“Natasha” segna il debutto letterario di David Bezmozgis, nato a Riga, in Lettonia, ma emigrato in Canada (nell’esodo degli ebrei sovietici) con la sua famiglia quando aveva sei anni.
La sua è una scrittura invitante e calda che ricorda Babel, Roth, Saul Bellow. Eppure Bezmozgis, con dolorosa onestà, rende i personaggi di questi sue storie irresistibilmente originali.
Quella di “Natasha” è una meravigliosa collezione di sette racconti autobiografici in parte relativa a una famiglia di immigrati ebrei lettoni a Toronto nei primi anni ’80.

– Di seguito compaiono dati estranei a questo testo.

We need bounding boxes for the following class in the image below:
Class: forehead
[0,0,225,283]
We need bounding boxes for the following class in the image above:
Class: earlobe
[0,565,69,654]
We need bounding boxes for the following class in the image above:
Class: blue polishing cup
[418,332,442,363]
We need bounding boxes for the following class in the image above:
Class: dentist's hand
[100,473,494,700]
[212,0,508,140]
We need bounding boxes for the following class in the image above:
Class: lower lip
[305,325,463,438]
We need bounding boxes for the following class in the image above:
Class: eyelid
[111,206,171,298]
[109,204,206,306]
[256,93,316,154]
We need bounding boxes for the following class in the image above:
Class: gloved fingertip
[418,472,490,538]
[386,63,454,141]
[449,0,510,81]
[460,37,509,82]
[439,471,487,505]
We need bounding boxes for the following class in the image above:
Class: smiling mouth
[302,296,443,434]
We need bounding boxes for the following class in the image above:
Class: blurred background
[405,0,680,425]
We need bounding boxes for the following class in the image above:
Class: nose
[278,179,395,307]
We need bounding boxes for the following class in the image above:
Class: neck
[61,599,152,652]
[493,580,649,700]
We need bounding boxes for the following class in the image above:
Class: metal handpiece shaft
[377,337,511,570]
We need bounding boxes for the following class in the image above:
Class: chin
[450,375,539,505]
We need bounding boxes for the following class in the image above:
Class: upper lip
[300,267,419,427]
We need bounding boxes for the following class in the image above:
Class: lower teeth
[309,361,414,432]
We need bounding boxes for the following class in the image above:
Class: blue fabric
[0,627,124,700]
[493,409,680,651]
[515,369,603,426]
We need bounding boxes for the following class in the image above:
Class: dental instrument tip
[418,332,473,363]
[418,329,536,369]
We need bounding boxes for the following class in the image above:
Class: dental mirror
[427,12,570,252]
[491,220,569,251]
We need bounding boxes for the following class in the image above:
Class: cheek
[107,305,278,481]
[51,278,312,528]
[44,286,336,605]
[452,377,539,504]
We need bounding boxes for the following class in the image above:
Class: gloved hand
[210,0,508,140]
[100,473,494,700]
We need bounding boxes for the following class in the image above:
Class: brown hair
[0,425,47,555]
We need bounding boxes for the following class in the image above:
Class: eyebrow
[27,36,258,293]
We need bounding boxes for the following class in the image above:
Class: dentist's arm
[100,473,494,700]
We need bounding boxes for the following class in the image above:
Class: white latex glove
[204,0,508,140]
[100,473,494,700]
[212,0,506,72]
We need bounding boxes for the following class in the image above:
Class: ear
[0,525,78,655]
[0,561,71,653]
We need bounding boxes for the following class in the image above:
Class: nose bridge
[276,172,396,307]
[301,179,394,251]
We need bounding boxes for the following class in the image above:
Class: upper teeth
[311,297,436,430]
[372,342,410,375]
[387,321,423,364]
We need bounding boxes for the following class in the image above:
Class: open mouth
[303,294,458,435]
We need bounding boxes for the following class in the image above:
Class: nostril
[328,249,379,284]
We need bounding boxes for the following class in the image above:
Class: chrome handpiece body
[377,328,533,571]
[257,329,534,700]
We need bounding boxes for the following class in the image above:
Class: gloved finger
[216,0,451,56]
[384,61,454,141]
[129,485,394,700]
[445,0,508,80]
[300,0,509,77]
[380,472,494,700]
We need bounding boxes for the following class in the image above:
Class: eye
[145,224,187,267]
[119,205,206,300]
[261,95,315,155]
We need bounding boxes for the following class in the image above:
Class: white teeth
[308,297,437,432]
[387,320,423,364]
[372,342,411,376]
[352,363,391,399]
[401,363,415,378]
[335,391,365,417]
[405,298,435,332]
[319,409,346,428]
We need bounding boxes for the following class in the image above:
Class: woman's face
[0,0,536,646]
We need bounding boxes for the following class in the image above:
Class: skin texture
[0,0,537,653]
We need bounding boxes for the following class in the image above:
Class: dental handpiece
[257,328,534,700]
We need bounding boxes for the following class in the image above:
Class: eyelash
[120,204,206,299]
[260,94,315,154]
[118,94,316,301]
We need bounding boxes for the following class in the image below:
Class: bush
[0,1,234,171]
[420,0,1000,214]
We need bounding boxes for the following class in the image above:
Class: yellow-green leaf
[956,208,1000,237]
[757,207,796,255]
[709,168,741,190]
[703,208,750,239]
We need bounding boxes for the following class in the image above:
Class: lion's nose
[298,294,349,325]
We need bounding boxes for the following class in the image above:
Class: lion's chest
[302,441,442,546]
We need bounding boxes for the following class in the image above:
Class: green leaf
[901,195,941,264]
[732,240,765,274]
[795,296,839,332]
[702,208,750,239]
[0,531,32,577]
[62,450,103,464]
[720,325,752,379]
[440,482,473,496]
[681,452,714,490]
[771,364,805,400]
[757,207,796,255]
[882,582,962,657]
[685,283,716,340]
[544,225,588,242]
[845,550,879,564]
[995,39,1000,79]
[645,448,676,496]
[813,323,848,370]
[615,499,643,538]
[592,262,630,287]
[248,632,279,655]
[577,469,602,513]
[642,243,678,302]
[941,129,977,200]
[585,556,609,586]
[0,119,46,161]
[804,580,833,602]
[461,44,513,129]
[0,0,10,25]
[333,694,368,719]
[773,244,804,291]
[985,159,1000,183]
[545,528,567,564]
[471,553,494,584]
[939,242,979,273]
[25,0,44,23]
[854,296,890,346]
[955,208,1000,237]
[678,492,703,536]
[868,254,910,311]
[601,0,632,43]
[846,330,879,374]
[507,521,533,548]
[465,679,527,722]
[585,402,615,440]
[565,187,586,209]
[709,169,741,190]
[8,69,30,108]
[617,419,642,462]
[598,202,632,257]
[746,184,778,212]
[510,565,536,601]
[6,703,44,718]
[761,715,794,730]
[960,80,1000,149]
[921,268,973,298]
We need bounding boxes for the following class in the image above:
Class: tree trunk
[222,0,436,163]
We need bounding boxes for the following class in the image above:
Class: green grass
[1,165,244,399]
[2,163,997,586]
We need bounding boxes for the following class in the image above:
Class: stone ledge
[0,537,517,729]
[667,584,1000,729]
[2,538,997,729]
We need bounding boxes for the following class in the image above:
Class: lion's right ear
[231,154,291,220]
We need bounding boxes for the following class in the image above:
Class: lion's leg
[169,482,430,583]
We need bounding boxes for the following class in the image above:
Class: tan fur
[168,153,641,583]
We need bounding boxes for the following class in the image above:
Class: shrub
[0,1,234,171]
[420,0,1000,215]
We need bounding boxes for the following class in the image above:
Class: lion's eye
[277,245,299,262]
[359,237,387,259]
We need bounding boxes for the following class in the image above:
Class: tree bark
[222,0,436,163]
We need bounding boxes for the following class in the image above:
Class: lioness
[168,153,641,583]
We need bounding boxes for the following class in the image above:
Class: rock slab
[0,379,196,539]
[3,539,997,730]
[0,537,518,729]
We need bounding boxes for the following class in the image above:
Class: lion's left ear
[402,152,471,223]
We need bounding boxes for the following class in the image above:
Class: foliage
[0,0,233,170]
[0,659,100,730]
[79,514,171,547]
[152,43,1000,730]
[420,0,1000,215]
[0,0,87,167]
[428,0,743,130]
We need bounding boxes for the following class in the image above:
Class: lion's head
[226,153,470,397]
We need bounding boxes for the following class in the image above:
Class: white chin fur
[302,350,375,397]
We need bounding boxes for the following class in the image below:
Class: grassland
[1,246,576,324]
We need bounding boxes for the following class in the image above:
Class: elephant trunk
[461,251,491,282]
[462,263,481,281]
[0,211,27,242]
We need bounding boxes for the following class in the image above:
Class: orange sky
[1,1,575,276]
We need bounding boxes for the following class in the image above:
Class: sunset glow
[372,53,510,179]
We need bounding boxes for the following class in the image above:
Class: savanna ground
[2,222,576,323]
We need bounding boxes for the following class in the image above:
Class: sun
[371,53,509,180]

Roman Berman, il patriarca, è un ex allenatore sovietico che aspira a un posto di massaggiatore in Canada. Suo figlio Mark fa la prima elementare e cresce nel corso delle sette storie (è però un osservatore, non un protagonista) affrontando la dolorosa integrazione nella cultura americana del Nord.
Come Gogol, Bezmozgis è ben consapevole dei difetti dei suoi personaggi e scrive con compassione ricordandoci come la bellezza sia spesso nascosta nell’imperfezione umana.
Sono racconti che uniscono malinconia e speranza e ci spiegano con uno stile asciutto e sobrio che cosa significa crescere in un mondo in continuo cambiamento.
Un esordio effervescente che descrive insicurezze e solitudini, una storia familiare abbagliante, divertente, esuberante, incantevolmente comica.
David Bezmozgis, Natasha, 2005, 152 p., brossura, traduzione di C. Piazzetta, Guanda (collana Narratori della Fenice).